Fortement influencée par la «théorie de Santiago» , Margaret Wheatley rappelle que la Vie tire sa capacité de changement de sa liberté de se créer, de s'«auto-organiser» . Quand un système vivant est perturbé par une modification de son environnement, le système choisit de quelle façon il se laissera déranger par cette nouvelle information. Si la perturbation est très importante et que le système ne peut pas la traiter dans son état actuel, alors il va changer. Il va abandonner son ancienne façon d'être et se réorganiser en intégrant la nouvelle information autour de nouvelles interprétations et de nouvelles significations. Le système va devenir différent parce qu'il comprend le monde différemment. La liberté, qui a toujours été considérée comme une notion philosophique, politique ou spirituelle, apparaît aujourd'hui, en biologie, comme une condition inaliénable de la Vie.

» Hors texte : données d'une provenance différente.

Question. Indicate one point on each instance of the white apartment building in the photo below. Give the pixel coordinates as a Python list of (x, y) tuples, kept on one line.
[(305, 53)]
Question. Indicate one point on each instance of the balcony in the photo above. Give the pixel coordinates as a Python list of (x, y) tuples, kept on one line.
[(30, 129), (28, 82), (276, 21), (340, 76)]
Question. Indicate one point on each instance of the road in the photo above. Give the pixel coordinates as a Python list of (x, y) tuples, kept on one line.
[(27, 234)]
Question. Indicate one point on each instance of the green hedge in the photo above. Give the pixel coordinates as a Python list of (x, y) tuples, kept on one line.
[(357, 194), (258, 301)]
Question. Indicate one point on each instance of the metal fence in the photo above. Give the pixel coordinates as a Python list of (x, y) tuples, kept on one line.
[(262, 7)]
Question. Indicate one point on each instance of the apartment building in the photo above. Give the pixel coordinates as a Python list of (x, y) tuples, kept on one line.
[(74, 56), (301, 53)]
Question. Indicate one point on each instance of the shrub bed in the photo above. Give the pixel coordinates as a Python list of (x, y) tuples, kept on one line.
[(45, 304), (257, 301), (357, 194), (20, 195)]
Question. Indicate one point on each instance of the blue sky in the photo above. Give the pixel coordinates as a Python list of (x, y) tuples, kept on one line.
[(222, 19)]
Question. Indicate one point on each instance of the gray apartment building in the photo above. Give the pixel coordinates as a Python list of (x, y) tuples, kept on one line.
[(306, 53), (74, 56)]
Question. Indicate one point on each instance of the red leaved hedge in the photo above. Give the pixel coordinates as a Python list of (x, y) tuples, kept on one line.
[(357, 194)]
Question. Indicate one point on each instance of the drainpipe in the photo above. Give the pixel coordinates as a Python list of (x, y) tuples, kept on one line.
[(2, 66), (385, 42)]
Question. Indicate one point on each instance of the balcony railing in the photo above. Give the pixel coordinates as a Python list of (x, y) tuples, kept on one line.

Si nous pouvions comprendre que cette liberté de se créer, de s'auto-organiser, est aussi essentielle dans nos organisations, nous pourrions travailler avec cette grande force plutôt que de composer avec les conséquences de l'avoir ignorée. On ne peut se soumettre à la volonté de quelqu'un d'autre qu'en abdiquant notre liberté, autrement dit en «faisant le mort». Le sacrifice de la vitalité et de la créativité de l'organisation est le lourd tribut à payer pour les rigidités du système: règles strictes, structures et descriptions de tâches rigides, forte hiérarchisation, etc. Margaret Wheatley écrit que si nous voulons transformer nos organisations: «Nous devons cesser de décrire les tâches et plutôt faciliter les processus. Nous devons devenir maîtres dans l'art de créer des relations, de favoriser la croissance et l'évolution des systèmes. Nous devons développer notre capacité d'écouter, de communiquer (d'apprendre) et de travailler en équipe.» 8

En prenant la Vie comme modèle, Madame Wheatley a tiré quatre grands principes pour les stratégies de changement dans les organisations.

1. La participation des êtres vivants au processus de la Vie n'est pas un choix.
Dans une machine, où il n'y a ni intelligence ni énergie créatrice, les instructions sont conçues et inscrites ou programmées de l'extérieur. Dans un système vivant, elles sont créées de l'intérieur par sa recherche de la meilleure façon de s'adapter à la situation présente.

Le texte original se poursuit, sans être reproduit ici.